Prolifique essayiste des éditions Allia, il n’a eu de cesse d’étudier les perturbations psychiques d’une époque en prise aux désastres écologiques, sociaux et individuels.

#CultureESSAIS Extraits du Temps du sida (1990) : « La poursuite sans fin du système marchand nous entraîne vers un désastre écologique qui va ramener, plus brutalement encore, la catastrophe économique qu’on avait retardée. Certainement, le risque de soulèvement a été réduit. Des hommes vivants ont continué à fabriquer et à consommer ce qui les détruit, simultanément dans leur esprit et dans leur corps. Mais le trafic des émotions, des esprits et des consciences perturbe identiquement la physiologie des êtres vivants ; et l’épuisement du sujet enchaîné, du ‘dieu des armées’, a provoqué des maladies nouvelles, tumorales et infectieuses.
Un autre malheur est en vue, que le pessimisme d’Orwell n’avait pas osé imaginer, et contre lequel la civilisation marchande ne trouvera pas de parade..
 »

Michel Bounan était un essayiste de l’alexithymie. Cette perturbation psychique qui affecte les émotions, réduit la vie et ses envies, est emblématique selon Bounan, de la fragilisation particulière et de l’intériorisation par l’individu moderne des idées dominantes du système marchand. Les médias, la marchandisation des rapports, l’État, l’effondrement des sociétés et de la nature lui ont inspiré une dizaine d’essais tous plus abrasifs les uns que les autres et décrivant le désastre. Il écrivit également sur Céline (L’art de Céline et de son temps) qui pour lui, sous l’image du bouffon libertaire, était plus surement un propagandiste de l’ordre établi, dont l’antisémitisme digne des Protocoles des sages de Sion permettait de mieux écarter tout risque révolutionnaire. Son essaiLogique du terrorisme, et son chantage dialectique terreur-surprotection étatique, publié en 2003, choquera et sera critiqué pour son complotisme.
Sa mort sur la pointe des pieds, à l’âge de 77 ans le 11 novembre dernier, interrompt ainsi une petite voix singulière que l’on rattachera à la famille orwellienne des éditions L’Encyclopédie des nuisances. Le discret Michel Bounan, ancien homéopathe et d’un fonds de jeunesse situationniste (il correspondit de façon nourrie avec Guy Debord) forgeait ses écrits comme de séduisantes petites lames de Tolède. 
L’intégralité de son œuvre est éditée chez Allia.

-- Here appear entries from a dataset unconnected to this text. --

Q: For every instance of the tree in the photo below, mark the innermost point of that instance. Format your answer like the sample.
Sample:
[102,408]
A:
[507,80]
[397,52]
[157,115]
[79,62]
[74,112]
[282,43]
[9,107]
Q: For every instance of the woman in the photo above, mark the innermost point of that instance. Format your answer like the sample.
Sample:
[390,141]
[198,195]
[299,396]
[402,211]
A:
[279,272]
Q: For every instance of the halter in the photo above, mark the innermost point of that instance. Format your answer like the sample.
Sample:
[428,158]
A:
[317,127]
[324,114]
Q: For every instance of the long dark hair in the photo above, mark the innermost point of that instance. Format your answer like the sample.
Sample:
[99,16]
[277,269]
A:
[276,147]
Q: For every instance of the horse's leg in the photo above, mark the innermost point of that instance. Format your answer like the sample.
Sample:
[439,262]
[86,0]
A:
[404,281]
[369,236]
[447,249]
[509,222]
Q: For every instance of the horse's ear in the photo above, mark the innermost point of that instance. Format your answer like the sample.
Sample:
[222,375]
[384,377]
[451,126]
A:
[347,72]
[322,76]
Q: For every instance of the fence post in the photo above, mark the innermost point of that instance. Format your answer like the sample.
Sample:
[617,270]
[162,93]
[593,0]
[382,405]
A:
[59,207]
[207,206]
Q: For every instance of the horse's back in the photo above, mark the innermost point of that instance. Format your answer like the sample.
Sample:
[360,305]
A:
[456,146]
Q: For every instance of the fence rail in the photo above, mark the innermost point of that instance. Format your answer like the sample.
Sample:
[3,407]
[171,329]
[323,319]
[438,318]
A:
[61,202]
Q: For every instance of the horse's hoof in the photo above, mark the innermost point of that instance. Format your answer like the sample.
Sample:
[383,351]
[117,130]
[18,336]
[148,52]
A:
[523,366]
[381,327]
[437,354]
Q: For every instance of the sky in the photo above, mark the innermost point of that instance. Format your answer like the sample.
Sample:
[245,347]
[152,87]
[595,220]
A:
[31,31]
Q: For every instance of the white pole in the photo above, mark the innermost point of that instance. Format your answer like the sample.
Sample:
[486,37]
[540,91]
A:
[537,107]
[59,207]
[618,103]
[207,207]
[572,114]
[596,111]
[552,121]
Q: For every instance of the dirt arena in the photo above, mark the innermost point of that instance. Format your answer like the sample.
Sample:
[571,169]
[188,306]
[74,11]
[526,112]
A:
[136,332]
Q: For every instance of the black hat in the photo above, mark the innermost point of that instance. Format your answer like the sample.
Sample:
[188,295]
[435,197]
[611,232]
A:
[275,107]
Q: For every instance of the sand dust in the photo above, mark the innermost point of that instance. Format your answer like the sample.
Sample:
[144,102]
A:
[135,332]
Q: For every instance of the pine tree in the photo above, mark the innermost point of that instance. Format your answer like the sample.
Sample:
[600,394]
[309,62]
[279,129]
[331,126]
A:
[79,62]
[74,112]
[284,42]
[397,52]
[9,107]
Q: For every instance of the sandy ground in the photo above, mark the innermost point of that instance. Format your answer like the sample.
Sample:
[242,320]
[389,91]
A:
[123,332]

L’ÉDITEUR GÉRARD BERRÉBY (ALLIA) : « IL SAVAIT RELIER LES CHOSES DE FAÇON PERTINENTE ET INATTENDUE »

Comment s’est faite la rencontre avec Michel Bounan, et comment s’est forgée cette fidélité d’auteur et d’éditeur ?
Gérard Berréby : Au cours de l’année 1989, j’ai reçu une lettre de Michel Bounan, que je ne connaissais pas, dans laquelle il me proposait de m’envoyer le manuscrit de son ouvrage Le Temps du Sida et m’en donnait les lignes directrices dans un résumé d’une grande clarté. J’ai immédiatement senti la portée de son propos, qui ne manqua pas d’ailleurs de provoquer une vive polémique à parution.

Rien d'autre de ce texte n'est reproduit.